Stephen Colbert interviews Dune's Timothée Chalamet and Zendaya on Arrakis

Three full segments without stillsuits is suicide, but the show must go on

Stephen Colbert interviews Dune's Timothée Chalamet and Zendaya on Arrakis
Timothée Chalamet, Zendaya, Stephen Colbert Screenshot: The Late Show

Stephen Colbert’s Dune fandom is only exceeded by his vaunted love for the Lord Of The Rings books/films, so when the Late Show host tells people that Denis Villeneuve’s film represents “the perfect adaptation” of the Frank Herbert sci-fi classic, you know he’s not just blowing sand up anyone’s butt. With Dune stars and fated onscreen lovers Timothée Chalamet and Zendaya in studio for a sit-down about the first half of Villeneuve’s planned (and supposedly, for sure happening) two-part epic, Colbert first gushed to his guests about the “awe-inspiring, big and beautiful movie.” And some gushing was called for, as Colbert, thanks to the miracle of green screen and sound design, spoke to the pair right in the windswept dunes of the planet Arrakis.

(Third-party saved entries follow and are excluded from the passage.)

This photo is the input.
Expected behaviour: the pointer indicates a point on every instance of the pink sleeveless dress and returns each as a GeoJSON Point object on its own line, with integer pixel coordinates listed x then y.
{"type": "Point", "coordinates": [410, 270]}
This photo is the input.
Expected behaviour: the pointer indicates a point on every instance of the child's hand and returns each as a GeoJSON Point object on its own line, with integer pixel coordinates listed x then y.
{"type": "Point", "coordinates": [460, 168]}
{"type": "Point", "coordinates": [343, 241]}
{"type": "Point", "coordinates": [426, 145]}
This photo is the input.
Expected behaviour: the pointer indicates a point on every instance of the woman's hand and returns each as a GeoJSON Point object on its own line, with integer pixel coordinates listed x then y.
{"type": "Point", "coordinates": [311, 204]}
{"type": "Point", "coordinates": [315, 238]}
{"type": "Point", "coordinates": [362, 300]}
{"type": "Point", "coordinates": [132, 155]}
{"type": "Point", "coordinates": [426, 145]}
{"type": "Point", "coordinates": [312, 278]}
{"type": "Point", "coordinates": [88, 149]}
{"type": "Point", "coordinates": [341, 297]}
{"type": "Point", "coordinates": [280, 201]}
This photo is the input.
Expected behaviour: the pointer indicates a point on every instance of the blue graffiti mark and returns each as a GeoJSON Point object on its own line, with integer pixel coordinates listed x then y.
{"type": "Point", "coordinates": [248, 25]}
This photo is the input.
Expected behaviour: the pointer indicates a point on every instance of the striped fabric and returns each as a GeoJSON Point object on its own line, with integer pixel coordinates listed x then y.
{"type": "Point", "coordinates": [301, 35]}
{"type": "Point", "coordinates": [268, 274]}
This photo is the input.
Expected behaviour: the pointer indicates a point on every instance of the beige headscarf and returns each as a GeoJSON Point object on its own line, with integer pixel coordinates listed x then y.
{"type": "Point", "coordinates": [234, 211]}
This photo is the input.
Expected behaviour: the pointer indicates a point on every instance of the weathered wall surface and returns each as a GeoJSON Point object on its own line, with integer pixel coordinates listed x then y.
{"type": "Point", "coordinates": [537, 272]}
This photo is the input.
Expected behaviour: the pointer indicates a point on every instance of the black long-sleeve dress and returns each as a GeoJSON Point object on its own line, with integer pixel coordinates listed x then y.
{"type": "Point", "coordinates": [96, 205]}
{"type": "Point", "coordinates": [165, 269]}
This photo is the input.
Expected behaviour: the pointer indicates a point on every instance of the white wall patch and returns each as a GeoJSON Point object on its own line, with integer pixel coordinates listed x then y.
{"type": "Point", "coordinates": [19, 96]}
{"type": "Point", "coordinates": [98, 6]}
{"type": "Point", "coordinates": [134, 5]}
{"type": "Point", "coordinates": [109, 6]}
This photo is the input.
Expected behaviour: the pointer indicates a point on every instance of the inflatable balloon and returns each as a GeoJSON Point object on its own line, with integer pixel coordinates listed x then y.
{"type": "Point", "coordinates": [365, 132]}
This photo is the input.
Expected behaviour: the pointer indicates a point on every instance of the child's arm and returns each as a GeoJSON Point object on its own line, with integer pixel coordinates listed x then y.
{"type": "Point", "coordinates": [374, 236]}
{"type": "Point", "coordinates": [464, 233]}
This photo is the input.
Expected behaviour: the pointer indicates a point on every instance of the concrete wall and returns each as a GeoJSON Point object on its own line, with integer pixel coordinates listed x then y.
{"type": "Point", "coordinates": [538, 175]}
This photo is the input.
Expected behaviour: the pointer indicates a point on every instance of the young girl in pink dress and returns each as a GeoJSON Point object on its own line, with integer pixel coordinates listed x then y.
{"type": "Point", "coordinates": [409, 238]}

“Does anyone have anything they’d like to promote?,” bellowed a lonely Colbert as he wandered the empty wastes, before finding Chalamet and Zendaya, looking crisp and cool in a couple of director’s chairs, awaiting his questions. It might not be ideal to conduct the usual chat show chit-chat while a howling wind echoes emptily around you, but Colbert plowed ahead greedily, asking the duo about everything from just how stifling those neck-to-toe stillsuits were in the Jordan heat (very), to how they kept things loose while portraying arguably sci-fi’s most portentously meant-for-each other couple. (Fart jokes, mostly.) Zendaya also recounted the worrying indignity of the dreaded Hollywood “chemistry read,” noting that Chalamet “already had the job” when the Spider-Man and Malcolm & Marie star had to prove she was truly the Chani to Chalamet’s Paul Atreides. (Thankfully, recent wisdom tooth surgery hadn’t given her “stink mouth.”)

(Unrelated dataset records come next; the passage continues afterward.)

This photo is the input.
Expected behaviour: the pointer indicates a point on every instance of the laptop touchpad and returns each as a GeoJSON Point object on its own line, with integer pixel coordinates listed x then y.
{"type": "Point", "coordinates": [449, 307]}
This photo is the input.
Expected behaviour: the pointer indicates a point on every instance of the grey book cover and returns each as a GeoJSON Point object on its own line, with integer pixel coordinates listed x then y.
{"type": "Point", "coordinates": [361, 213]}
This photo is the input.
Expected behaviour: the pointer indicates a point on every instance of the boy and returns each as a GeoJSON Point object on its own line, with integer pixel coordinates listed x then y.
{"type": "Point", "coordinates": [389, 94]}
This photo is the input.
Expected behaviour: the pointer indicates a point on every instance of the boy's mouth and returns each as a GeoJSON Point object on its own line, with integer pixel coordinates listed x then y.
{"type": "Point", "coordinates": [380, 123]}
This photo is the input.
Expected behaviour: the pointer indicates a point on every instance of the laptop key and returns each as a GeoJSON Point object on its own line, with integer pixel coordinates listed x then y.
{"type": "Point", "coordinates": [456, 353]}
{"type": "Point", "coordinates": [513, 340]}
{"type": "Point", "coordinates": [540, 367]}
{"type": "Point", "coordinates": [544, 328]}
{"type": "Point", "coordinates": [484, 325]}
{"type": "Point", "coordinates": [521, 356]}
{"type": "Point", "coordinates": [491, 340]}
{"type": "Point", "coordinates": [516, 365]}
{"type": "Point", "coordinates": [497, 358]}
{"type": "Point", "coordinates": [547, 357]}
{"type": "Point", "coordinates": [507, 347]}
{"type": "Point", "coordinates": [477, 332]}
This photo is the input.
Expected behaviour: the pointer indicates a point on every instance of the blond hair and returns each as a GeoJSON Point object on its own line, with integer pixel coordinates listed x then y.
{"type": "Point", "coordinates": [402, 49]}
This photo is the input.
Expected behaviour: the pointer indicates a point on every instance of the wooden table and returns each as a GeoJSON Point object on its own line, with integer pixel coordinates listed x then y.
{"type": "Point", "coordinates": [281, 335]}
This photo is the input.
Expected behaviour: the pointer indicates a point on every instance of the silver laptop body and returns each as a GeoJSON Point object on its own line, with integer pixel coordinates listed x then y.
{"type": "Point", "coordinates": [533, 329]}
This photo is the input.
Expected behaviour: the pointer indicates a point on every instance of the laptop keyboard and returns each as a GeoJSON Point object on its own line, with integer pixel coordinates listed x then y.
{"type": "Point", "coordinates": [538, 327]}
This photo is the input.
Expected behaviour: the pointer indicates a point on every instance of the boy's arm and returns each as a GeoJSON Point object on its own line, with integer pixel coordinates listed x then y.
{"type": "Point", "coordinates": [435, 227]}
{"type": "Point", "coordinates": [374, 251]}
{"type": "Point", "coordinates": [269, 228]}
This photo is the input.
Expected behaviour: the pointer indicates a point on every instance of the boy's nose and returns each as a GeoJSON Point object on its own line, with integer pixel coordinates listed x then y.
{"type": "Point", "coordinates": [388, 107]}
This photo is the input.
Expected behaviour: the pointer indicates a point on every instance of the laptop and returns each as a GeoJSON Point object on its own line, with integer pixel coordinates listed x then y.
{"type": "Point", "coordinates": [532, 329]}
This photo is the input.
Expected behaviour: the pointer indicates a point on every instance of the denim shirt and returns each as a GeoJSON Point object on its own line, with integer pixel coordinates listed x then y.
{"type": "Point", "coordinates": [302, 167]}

Colbert, as is his way, then made the young stars sit still for some trivia questions about what can only be assumed is the host’s fourth favorite book. Thankfully, his quiz this time was less about abstruse Dune minutia, and more about how much the 25-year-old actors know about stuff that happened way before they were born. Playing a game he called “Duner Or Later,” Colbert asked if certain well-known things were invented before or after the publication of Herbert’s source novel. (In 1965, Chalamet noted, acing the first fact right out of the gate.) Doritos, Spider-Man (as a character), Star Wars, Stephen Colbert (as a living human)—the dewy duo did pretty well, even if neither of them seemed to know what a dune buggy was. Man, it’s like the pair (born in 1995-1996) never sat down of a Saturday morning to watch reruns of 1973's Hanna-Barbera cartoon Speed Buggy, somehow.

Dune opens in theaters today, or, if you want to break Denis Villeneuve’s heart, on various streaming services.